Computation of Conditional Expectation

124 Views Asked by At

Let the stochastic process $\{X_n\}$ be constructed inductively as follows:

  • $X_0=0$, and
  • for $n\ge 1$, and conditionally on $\mathcal{F}_{n-1}=\sigma(X_0,\ldots,X_{n-1})$, we set
    $\;\,\,\, X_n=nX_{n-1}$ or $0$ with probabilities $1/n$ and $1-1/n$

My problem is to verify that $\{X_n\}$ is a martingale i.e. $E(X_n\mid \mathcal{F}_{n-1})=X_{n-1}$

I guess I can compute $E(X_n\mid\mathcal{F}_{n-1})$ like this: $$ E(X_n\mid\mathcal{F}_{n-1})=nX_{n-1}\cdot \frac{1}{n}+0\cdot(1-\frac{1}{n})=X_{n-1} $$

However, I can not find any theoretical reason letting me do this.

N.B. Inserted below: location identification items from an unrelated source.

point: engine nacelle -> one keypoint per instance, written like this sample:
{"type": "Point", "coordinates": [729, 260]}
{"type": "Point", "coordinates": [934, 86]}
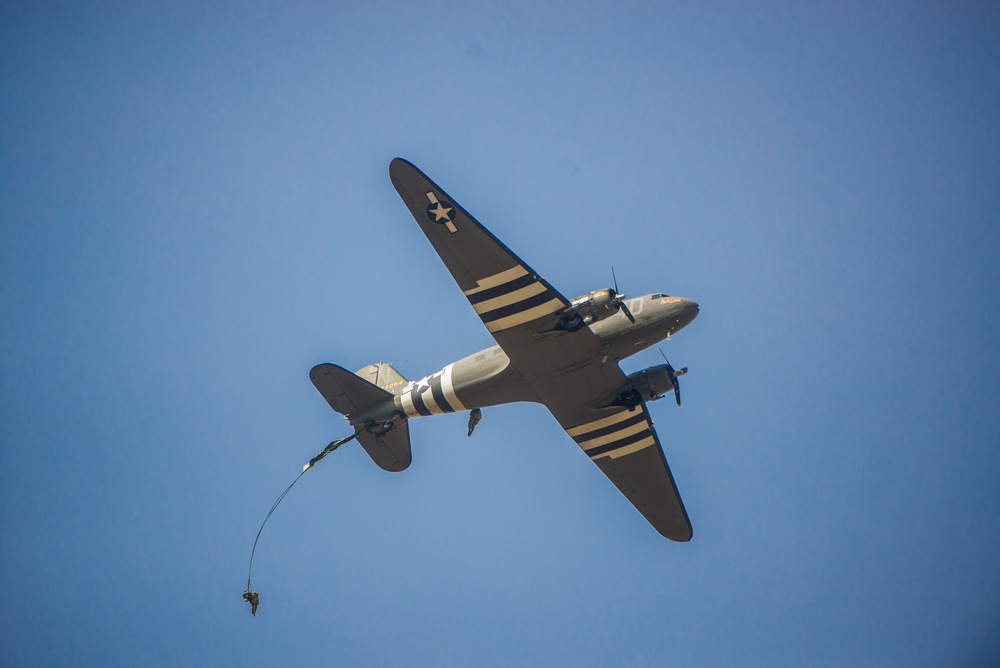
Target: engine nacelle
{"type": "Point", "coordinates": [589, 308]}
{"type": "Point", "coordinates": [646, 385]}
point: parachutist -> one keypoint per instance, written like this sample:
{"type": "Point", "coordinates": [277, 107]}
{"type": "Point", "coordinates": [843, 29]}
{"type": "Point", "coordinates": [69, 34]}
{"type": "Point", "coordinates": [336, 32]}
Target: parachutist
{"type": "Point", "coordinates": [250, 596]}
{"type": "Point", "coordinates": [475, 415]}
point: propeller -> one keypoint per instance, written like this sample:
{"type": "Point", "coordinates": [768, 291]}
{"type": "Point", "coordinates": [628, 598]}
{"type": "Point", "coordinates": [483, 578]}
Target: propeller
{"type": "Point", "coordinates": [673, 376]}
{"type": "Point", "coordinates": [619, 299]}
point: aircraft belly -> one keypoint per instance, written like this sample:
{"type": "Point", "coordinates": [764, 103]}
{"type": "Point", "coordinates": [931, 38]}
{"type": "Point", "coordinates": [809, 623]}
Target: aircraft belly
{"type": "Point", "coordinates": [490, 381]}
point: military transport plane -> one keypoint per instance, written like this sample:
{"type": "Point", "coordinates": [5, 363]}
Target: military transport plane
{"type": "Point", "coordinates": [562, 353]}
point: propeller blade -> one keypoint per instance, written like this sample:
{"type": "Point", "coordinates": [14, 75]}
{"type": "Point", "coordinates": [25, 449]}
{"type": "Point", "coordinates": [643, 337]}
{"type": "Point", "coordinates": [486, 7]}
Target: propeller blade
{"type": "Point", "coordinates": [620, 298]}
{"type": "Point", "coordinates": [673, 376]}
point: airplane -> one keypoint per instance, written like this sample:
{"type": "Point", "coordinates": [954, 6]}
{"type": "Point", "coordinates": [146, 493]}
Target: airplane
{"type": "Point", "coordinates": [561, 353]}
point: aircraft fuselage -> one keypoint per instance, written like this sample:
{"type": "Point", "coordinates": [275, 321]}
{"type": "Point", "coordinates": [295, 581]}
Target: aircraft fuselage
{"type": "Point", "coordinates": [487, 378]}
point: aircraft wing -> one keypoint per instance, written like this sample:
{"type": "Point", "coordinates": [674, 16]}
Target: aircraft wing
{"type": "Point", "coordinates": [624, 445]}
{"type": "Point", "coordinates": [569, 371]}
{"type": "Point", "coordinates": [516, 304]}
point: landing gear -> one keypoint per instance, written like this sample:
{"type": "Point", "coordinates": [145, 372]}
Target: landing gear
{"type": "Point", "coordinates": [475, 415]}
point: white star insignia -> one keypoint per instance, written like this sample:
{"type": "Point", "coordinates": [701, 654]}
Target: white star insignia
{"type": "Point", "coordinates": [441, 212]}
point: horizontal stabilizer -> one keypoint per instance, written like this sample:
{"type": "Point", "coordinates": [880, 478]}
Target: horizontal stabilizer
{"type": "Point", "coordinates": [346, 393]}
{"type": "Point", "coordinates": [354, 398]}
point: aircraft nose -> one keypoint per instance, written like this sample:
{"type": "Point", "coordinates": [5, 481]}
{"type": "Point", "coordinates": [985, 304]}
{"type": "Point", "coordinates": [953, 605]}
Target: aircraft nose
{"type": "Point", "coordinates": [689, 310]}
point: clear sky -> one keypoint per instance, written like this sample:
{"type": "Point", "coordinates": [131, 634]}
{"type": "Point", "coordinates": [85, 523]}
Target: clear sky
{"type": "Point", "coordinates": [195, 209]}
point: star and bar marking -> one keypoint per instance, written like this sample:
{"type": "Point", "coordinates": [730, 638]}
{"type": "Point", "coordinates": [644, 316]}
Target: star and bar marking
{"type": "Point", "coordinates": [440, 211]}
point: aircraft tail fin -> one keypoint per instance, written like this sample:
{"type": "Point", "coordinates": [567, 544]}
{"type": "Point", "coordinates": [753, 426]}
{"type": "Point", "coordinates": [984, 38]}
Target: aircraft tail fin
{"type": "Point", "coordinates": [384, 376]}
{"type": "Point", "coordinates": [353, 396]}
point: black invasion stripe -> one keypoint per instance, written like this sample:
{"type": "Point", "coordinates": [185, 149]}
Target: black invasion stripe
{"type": "Point", "coordinates": [618, 426]}
{"type": "Point", "coordinates": [518, 307]}
{"type": "Point", "coordinates": [438, 393]}
{"type": "Point", "coordinates": [501, 290]}
{"type": "Point", "coordinates": [608, 447]}
{"type": "Point", "coordinates": [418, 403]}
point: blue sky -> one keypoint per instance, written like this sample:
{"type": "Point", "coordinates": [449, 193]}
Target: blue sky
{"type": "Point", "coordinates": [195, 209]}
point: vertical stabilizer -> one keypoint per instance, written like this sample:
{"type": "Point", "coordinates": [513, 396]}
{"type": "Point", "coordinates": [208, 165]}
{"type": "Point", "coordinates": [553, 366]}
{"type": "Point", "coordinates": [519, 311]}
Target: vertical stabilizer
{"type": "Point", "coordinates": [383, 376]}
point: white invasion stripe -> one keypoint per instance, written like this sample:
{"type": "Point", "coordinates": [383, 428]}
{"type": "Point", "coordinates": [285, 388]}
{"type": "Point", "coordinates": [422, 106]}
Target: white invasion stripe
{"type": "Point", "coordinates": [509, 298]}
{"type": "Point", "coordinates": [635, 447]}
{"type": "Point", "coordinates": [620, 416]}
{"type": "Point", "coordinates": [406, 398]}
{"type": "Point", "coordinates": [524, 316]}
{"type": "Point", "coordinates": [616, 436]}
{"type": "Point", "coordinates": [448, 388]}
{"type": "Point", "coordinates": [428, 397]}
{"type": "Point", "coordinates": [498, 279]}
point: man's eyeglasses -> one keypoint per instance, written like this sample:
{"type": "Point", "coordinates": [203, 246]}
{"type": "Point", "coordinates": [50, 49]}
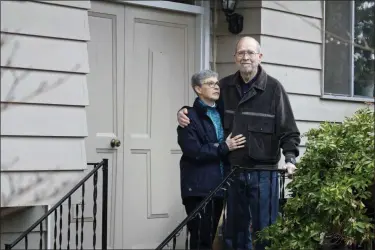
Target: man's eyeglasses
{"type": "Point", "coordinates": [212, 84]}
{"type": "Point", "coordinates": [243, 53]}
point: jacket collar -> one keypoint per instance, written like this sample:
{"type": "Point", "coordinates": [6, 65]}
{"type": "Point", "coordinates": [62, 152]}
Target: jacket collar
{"type": "Point", "coordinates": [200, 107]}
{"type": "Point", "coordinates": [260, 83]}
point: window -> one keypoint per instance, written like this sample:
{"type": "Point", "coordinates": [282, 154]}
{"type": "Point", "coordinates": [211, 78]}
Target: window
{"type": "Point", "coordinates": [349, 43]}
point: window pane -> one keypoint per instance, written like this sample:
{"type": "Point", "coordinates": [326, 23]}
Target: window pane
{"type": "Point", "coordinates": [337, 70]}
{"type": "Point", "coordinates": [364, 35]}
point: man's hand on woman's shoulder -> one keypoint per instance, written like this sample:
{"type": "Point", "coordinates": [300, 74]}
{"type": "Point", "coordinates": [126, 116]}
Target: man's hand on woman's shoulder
{"type": "Point", "coordinates": [182, 118]}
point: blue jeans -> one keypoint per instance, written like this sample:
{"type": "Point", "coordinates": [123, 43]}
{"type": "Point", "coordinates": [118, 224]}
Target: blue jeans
{"type": "Point", "coordinates": [245, 209]}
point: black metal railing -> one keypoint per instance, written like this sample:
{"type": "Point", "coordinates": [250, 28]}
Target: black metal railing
{"type": "Point", "coordinates": [228, 182]}
{"type": "Point", "coordinates": [77, 216]}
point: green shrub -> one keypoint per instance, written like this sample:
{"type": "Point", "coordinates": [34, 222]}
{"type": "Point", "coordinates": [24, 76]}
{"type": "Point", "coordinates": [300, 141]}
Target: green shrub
{"type": "Point", "coordinates": [330, 187]}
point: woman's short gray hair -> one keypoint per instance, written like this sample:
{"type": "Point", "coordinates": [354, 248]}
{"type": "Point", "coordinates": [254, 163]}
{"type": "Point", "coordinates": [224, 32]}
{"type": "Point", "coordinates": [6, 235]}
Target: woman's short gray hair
{"type": "Point", "coordinates": [198, 78]}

Could you please help? Thank you!

1

There are 1 best solutions below

0
On BEST ANSWER

Let $Y_i$ be a rv with $P(Y=1)=1/n$ and $P(Y_i=0)=1-1/n$. By assumption suppose that $Y_i$ is an iid sequence of rv and moroever, let $Y_i$ be independent of $X_0,X_1,\ldots,X_{i}$. In other words, $\sigma(Y_i)$ and $F_{i}$ are independent for all $i$. Now write $X_{n+1}=nY_nX_n$. Conditioning on $\mathcal{F}_n$,

$E[X_n\mid\mathcal{F}_{n-1}]=E[nY_{n-1}X_{n-1}\mid\mathcal{F}_{n-1}]=nX_{n-1}E[Y_{n-1}\mid\mathcal{F}_{n-1}]=nX_{n-1}E[Y_{n-1}]=nX_{n-1}(1/n)=X_{n-1}$

where we used the fact that $X_{n-1}$ is $\mathcal{F}_{n-1}$ measurable and independence of $Y_{n-1}$. from $F_{n-1}$.